Hello and welcome to another tutorial on RapidMiner, one of the best open source data mining tools available. This article will discuss how to use Support Vector Machine classification in RapidMiner to determine spam in your pop3 email account. Since we will read email from a pop3 or imap account, you may want to check out my previous post Text mining: How to mine e-mail data from an IMAP account using RapidMiner.
Unlike my other tutorials, this tutorial will explain a RapidMiner solution that consists of two processes. The first process will be used to create a support vector machine classification model that is trained to identify two classes of text documents, spam and not spam. We will then store the model in the RapidMiner repository for use in the second process. The second process will will read through an email account that you specify and classify each email as spam or not spam based on the SVM model that you created in the first process. The methods used in these processes can be used to classify many different types of documents.
Process one: Train the model using text files
In the first process, we will use the "Read Documents" operator to read two directories where you will create text files that represent examples of spam and non spam emails. It's important to remember that the more examples used, the better the model will turn out when it's time to classify unlabeled emails. As you may know, the process documents operator contains a subprocess (identified by the little blue box in the bottom right corner). When you double click on the blue box, you can add operators that will process the documents that are read through the main operator. When dealing with text mining to generator word vectors, there are several operators that you will find yourself using often. In this particular example, you will use the Transform Case operator (to change all words to lowercase), Tokenize (separate words into tokens, FilterTokens (By Length) (Only process words that are at least 4 characters in length), Stem (Snowball) (This operator will change a word into it's "base word"), and finally filter stopwords which will remove common words that have no meaning. The process documents operator has a property called Text directories with a button titled "Edit List". You will click this button and create two entries. The class name represents the classes that you will use for classification. The directory will represent the directory that contains the training text files that you've created for each class. For our experiment, we will create a class called Spam and provide a directory that contains text files where you've copied and pasted the text from legitimate emails. The other class will be called not spam and the directory will contain text files full of spam email messages. Please understand that the efficiency of the model will depend on the number of examples that you provide.
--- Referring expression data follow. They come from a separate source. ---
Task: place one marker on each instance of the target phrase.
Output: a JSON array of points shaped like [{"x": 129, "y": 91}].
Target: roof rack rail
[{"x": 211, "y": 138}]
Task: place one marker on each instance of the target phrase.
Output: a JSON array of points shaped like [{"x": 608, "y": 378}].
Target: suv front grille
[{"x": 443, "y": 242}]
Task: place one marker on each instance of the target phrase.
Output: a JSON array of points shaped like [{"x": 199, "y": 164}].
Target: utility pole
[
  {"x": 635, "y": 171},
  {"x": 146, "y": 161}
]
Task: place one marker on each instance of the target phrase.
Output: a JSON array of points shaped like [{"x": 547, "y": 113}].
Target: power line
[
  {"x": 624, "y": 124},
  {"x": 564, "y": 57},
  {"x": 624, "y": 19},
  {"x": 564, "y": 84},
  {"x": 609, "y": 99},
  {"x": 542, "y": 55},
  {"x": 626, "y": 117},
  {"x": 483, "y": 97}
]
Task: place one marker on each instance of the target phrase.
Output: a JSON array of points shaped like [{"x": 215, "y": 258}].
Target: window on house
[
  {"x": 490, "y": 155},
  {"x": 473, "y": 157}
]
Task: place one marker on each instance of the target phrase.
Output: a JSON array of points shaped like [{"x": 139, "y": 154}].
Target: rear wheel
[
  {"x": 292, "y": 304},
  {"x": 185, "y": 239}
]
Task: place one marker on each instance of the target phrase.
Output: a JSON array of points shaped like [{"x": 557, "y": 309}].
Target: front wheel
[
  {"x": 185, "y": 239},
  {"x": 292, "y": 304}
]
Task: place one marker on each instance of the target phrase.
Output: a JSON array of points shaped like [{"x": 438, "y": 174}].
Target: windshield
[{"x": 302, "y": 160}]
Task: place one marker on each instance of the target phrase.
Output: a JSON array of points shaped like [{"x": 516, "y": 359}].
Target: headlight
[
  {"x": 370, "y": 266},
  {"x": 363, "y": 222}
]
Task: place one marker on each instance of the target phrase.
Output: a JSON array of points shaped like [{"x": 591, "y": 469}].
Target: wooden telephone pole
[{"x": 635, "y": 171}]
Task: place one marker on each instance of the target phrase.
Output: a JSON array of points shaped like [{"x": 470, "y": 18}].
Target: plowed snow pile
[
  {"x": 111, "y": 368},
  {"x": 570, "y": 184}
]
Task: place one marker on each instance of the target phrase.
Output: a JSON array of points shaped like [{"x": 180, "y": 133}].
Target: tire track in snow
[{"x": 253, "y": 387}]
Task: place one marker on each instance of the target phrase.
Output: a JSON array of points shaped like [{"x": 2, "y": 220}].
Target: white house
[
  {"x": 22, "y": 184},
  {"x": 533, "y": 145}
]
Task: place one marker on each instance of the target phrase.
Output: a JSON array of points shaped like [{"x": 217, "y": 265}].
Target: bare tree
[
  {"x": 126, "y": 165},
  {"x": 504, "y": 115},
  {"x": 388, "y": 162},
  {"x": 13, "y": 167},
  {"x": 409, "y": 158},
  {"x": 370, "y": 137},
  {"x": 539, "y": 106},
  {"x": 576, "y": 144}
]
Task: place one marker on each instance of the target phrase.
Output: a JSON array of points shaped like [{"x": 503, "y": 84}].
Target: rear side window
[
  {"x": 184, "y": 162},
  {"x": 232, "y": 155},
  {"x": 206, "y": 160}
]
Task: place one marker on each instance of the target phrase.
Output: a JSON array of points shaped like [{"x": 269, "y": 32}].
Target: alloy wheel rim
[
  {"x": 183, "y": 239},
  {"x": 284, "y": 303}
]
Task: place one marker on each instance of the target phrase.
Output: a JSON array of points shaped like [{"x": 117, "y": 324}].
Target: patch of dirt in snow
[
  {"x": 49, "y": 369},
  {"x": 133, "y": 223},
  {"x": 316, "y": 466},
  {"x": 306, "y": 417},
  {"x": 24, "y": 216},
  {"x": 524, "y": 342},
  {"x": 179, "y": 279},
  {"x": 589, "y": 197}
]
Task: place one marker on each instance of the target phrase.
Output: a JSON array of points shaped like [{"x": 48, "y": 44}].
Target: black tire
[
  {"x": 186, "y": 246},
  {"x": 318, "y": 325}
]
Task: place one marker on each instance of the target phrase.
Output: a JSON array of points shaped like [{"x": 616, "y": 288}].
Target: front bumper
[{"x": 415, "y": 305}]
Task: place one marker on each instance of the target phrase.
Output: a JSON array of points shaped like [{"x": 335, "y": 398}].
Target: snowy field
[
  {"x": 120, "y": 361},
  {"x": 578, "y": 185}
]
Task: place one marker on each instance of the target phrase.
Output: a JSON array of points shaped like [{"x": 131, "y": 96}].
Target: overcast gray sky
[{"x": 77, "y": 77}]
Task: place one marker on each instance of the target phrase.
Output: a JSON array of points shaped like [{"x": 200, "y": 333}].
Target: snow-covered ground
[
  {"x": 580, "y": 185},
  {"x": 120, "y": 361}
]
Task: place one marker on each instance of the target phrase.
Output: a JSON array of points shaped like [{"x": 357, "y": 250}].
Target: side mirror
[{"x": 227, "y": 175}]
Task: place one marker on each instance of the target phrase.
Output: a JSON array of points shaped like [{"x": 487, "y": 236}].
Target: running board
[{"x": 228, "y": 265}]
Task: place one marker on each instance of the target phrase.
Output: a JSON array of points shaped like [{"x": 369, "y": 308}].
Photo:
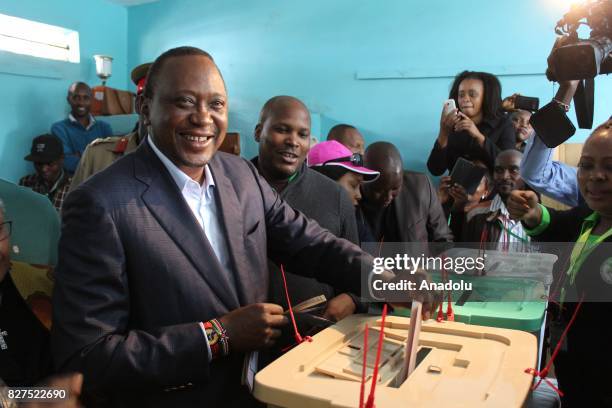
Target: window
[{"x": 28, "y": 37}]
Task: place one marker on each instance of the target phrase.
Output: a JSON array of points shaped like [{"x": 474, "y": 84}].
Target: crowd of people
[{"x": 177, "y": 261}]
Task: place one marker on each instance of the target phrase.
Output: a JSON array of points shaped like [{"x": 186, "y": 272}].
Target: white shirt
[
  {"x": 203, "y": 204},
  {"x": 92, "y": 120},
  {"x": 512, "y": 229}
]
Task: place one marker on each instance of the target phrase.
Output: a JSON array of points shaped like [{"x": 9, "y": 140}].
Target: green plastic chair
[{"x": 36, "y": 225}]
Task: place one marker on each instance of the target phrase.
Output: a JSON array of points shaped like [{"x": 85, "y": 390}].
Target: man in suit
[
  {"x": 401, "y": 206},
  {"x": 283, "y": 134},
  {"x": 163, "y": 275}
]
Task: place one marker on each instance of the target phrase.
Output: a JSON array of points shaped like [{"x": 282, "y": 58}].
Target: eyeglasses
[
  {"x": 5, "y": 230},
  {"x": 356, "y": 159}
]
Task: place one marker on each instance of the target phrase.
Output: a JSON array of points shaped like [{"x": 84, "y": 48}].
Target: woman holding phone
[{"x": 476, "y": 128}]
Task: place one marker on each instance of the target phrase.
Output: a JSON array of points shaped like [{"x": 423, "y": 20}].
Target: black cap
[{"x": 45, "y": 149}]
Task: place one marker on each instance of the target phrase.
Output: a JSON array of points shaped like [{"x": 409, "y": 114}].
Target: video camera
[{"x": 574, "y": 58}]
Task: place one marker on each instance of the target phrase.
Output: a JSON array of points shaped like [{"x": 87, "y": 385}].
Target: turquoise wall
[
  {"x": 384, "y": 66},
  {"x": 33, "y": 90}
]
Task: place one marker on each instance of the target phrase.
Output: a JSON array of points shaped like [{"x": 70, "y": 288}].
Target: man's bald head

Here is an image of the first process that we will use to train and store the model.
As you can see, we have a Read Documents operator, a X-Validation operator (cross validation) to calculate the performance of our model, and two Store operators that allow us to store the word vectors created from Process Documents and to store the SVM model which comes from the output of the cross validation operator. Both the Process document and X-Validation operators are both nested processes (which means they contain sub processes). I will provide screen shots so you can see how each process is setup in the sub process areas.
Run the process to save the model and to view the performance of the model.
The next process, we will read the SVM model that we stored to the repository in process 1 and use it to classify emails from the Process Documents From Email Store operator. This process is pretty straightforward. Simply add a Read operator to read the model from the repository. Next add a Read Documents From Email Store operator to read documents to be classified by the model. If you need to know how to set the properties on the Read Documents From Mail Store operator, please check out my previous article Text mining: How to mine e-mail data from an IMAP account using RapidMiner .
Here is how the 2nd process should look:
The Read operator will read the previously trained SVM model from the repository and we will use the apply model to get the classification. We will also create a process documents from mail store operator to read email messages and use them as the unlearned input to the apply model. The read documents from mail store sub process contains the same text mining operators as used in the process documents operator in process one. Next just run the process and you will see all emails and their predicted class.
Remember, the class properties of the model are arbitrary, you could just as easily set them to Positive/Negative, Good/Bad, Happy/Sad, etc. This process can be used for many different applications such as sentiment analysis.
Thanks for reading!